- Directed by: Aurora Langaas Gossé
- Written by: Silje Holtet Robsahm
- Produced by: Thomas Robsahm
- Starring: Anne Marit Jacobsen, Andrea Bræin Hovig, Cengiz Al, Anders Baasmo, Frida Ånnevik, Viljar Knutsen Bjaadal
- Cinematography: Åsmund Hasli
- Edited by: Helge Billing
- Music by: Mimmi Tamba
- Production company: Amarcord
- Distributed by: Scandinavian Film Distribution
- Release dates: February 18, 2023 (Berlin Film Festival); March 10, 2023 (Norway);
- Running time: 92 minutes
- Country: Norway
- Language: Norwegian

= Dancing Queen (2023 film) =

2023 Norwegian film directed by Aurora Gossé

Dancing Queen is a 2023 Norwegian family film directed by Aurora Gossé.

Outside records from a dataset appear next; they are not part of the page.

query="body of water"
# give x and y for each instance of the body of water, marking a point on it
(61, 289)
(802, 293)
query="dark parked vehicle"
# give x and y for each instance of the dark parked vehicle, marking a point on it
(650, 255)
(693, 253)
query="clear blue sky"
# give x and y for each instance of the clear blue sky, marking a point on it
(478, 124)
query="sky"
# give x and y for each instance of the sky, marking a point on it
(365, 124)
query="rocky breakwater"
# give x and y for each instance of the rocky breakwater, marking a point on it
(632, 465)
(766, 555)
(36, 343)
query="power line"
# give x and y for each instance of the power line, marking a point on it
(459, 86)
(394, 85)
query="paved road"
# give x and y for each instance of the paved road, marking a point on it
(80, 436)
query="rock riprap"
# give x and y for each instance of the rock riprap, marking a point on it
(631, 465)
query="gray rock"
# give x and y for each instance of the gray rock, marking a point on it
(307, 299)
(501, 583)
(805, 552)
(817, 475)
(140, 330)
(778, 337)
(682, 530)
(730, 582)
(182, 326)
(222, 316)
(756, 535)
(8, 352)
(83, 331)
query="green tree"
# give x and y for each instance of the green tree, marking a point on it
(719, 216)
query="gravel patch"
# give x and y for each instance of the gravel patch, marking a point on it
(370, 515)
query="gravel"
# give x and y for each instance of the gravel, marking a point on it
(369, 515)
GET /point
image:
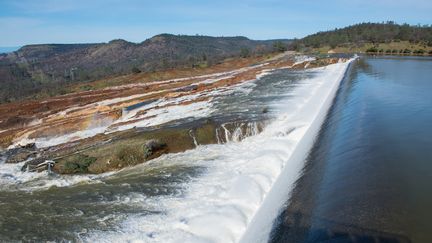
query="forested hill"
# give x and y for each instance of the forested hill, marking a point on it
(368, 33)
(36, 68)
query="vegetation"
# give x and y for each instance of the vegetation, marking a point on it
(279, 46)
(37, 71)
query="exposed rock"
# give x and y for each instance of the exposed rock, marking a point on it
(21, 154)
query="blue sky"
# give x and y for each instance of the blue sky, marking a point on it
(78, 21)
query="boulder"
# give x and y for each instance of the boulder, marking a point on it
(21, 154)
(38, 165)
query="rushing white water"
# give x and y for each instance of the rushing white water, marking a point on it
(245, 182)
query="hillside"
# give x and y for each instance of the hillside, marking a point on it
(48, 67)
(375, 37)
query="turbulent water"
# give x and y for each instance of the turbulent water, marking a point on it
(369, 176)
(213, 193)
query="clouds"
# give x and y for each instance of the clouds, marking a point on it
(66, 21)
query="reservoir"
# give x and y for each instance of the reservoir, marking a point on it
(368, 177)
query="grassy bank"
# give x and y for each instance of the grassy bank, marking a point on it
(391, 48)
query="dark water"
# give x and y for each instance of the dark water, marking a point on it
(31, 210)
(369, 175)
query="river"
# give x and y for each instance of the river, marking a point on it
(368, 177)
(212, 193)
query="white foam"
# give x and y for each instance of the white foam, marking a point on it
(245, 183)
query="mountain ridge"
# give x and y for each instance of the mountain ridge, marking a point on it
(34, 68)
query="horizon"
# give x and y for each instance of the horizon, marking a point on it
(65, 22)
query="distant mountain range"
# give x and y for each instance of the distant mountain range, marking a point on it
(36, 67)
(364, 33)
(8, 49)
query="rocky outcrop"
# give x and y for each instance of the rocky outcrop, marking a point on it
(21, 153)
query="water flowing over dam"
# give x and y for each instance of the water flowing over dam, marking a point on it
(226, 192)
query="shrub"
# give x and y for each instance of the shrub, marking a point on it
(244, 52)
(279, 46)
(129, 155)
(407, 51)
(135, 70)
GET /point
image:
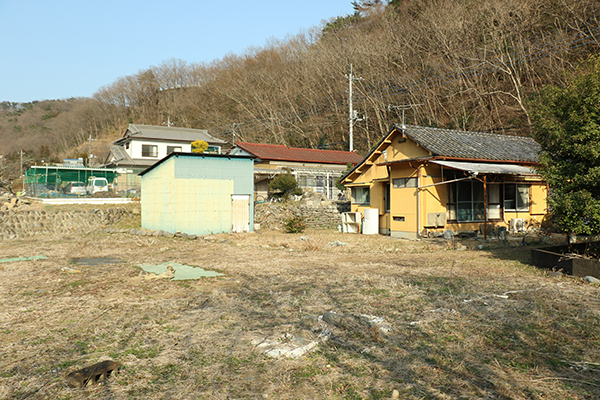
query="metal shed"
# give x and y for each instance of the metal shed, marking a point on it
(199, 194)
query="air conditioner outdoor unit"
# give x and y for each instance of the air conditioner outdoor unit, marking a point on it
(517, 225)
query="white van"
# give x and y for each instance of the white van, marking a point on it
(96, 185)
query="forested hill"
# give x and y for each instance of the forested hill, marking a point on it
(454, 63)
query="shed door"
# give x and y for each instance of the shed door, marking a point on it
(240, 212)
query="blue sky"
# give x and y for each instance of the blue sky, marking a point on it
(61, 49)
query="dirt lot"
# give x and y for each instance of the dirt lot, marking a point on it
(413, 320)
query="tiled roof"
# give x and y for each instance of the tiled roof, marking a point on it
(272, 152)
(169, 133)
(121, 158)
(474, 145)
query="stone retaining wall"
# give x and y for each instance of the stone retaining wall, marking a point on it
(317, 214)
(28, 223)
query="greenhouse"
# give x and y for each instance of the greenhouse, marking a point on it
(61, 181)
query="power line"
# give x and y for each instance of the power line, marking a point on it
(541, 50)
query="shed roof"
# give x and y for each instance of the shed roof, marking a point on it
(198, 155)
(153, 132)
(121, 158)
(473, 145)
(487, 168)
(280, 152)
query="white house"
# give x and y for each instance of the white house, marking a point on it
(144, 145)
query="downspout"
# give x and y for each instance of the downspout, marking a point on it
(419, 201)
(389, 215)
(485, 207)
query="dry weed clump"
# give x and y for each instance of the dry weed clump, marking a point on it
(462, 324)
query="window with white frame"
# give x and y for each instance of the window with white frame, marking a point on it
(361, 195)
(404, 182)
(465, 201)
(149, 150)
(516, 197)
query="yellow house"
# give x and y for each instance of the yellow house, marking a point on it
(424, 181)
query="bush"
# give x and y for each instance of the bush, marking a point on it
(295, 225)
(286, 184)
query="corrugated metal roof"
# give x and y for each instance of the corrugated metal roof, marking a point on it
(277, 152)
(474, 145)
(169, 133)
(485, 168)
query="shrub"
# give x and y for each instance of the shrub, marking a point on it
(286, 184)
(295, 225)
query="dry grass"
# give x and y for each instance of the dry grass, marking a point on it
(473, 324)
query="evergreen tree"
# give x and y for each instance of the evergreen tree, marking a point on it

The film is Gossé's first feature film as a director. Liv Elvira Kippersund Larsson plays the lead role as 12-year-old Mina, who falls in love with a young hip hop artist who starts at the same school, and therefore tries to join his dance group, in spite her inability to dance.

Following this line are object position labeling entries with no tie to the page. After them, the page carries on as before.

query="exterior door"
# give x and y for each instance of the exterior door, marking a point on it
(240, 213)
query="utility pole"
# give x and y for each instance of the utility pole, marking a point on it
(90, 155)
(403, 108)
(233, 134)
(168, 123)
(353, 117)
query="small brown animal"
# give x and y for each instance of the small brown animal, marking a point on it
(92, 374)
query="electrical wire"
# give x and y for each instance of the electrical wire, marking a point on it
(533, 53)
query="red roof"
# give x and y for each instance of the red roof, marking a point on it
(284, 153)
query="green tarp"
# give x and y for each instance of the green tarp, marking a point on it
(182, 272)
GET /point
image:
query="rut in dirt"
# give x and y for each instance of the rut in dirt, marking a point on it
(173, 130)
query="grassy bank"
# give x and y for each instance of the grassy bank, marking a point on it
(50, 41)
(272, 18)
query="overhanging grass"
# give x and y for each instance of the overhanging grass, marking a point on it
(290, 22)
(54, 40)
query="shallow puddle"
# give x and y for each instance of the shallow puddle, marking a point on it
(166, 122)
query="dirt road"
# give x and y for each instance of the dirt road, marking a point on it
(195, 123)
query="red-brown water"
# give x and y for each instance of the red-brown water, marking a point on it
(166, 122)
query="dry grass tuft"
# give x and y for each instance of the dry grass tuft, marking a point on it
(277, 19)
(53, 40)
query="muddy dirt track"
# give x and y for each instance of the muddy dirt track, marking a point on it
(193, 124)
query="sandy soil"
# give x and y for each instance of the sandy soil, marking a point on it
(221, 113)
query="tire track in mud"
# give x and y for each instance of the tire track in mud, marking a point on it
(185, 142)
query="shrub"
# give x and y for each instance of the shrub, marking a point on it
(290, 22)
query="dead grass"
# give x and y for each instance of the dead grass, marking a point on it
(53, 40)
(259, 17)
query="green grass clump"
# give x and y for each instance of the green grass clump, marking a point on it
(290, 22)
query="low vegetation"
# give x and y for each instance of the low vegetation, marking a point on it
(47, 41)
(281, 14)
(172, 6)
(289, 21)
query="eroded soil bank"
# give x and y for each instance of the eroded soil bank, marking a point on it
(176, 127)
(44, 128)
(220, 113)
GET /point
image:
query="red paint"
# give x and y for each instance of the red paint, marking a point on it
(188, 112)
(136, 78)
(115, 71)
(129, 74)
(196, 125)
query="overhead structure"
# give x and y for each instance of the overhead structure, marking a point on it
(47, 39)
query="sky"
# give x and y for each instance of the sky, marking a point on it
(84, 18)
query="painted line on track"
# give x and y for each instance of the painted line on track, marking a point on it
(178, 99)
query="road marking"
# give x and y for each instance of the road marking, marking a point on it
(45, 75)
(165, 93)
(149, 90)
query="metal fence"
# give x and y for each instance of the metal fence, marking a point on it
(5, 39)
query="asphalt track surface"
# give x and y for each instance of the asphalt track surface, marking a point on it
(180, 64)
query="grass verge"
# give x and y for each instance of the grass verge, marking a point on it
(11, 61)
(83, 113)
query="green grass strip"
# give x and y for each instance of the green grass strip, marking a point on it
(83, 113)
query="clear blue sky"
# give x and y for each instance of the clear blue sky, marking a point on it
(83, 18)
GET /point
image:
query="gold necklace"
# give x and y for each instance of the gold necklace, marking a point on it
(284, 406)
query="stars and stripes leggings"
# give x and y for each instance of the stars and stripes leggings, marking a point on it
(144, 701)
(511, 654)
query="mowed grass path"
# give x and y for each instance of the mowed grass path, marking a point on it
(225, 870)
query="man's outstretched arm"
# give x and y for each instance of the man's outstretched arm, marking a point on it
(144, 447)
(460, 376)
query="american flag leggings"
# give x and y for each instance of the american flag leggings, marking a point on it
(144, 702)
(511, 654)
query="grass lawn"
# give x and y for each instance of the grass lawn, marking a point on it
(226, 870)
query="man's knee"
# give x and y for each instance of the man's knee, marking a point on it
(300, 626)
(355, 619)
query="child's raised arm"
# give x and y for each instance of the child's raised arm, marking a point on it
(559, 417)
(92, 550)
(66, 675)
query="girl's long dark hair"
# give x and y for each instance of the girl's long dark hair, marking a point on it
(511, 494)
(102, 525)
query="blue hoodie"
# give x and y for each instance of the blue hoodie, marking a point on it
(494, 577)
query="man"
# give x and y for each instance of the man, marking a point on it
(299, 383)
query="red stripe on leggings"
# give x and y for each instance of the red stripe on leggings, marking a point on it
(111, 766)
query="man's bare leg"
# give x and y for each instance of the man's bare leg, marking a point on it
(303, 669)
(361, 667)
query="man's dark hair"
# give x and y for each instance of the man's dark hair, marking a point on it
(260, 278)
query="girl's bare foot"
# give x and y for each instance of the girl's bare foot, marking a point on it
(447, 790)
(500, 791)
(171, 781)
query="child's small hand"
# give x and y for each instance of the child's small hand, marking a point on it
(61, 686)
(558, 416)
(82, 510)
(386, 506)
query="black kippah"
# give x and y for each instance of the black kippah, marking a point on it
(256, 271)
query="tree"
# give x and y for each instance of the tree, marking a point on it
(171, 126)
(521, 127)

The film had its world premiere at the Berlin Film Festival on February 18, 2023 and its Norwegian theatrical premiere on March 10 of the same year. It was named best children's film at the Norwegian Film Institute's 2023 Amanda Award (Norwegian Wikipedia: Amandaprisen 2023). Dancing Queen also won the award for best comedy at the BUFF children's film festival in Malmö, the audience award at the Seattle International Film Festival and the ECFA award for best European children's film at the Kristiansand International Children's Film Festival, all in 2023. It was nominated for the Crystal Bear for best children's and youth film at the Berlin Film Festival.

== Cast ==
- Liv Elvira Kippersund Larsson as Mina
- Viljar Knutsen Bjaadal as Edwin, alias the artist E.D. Win
- Anne Marit Jacobsen as Mina's maternal grandmother
- Andrea Bræin Hovig as Anne Berit, Mina's mother
- Cengiz Al as Shaan, dance teacher
- Anders Baasmo as Ove, Mina's father
- Sturla Harbitz as Markus
- Frida Ånnevik as apprentice

== Sequel ==
A sequel, Dancing Queen in Hollywood, screened on May 16, 2025 at the Seattle International Film Festival, and opened in Norway on September 25, 2025.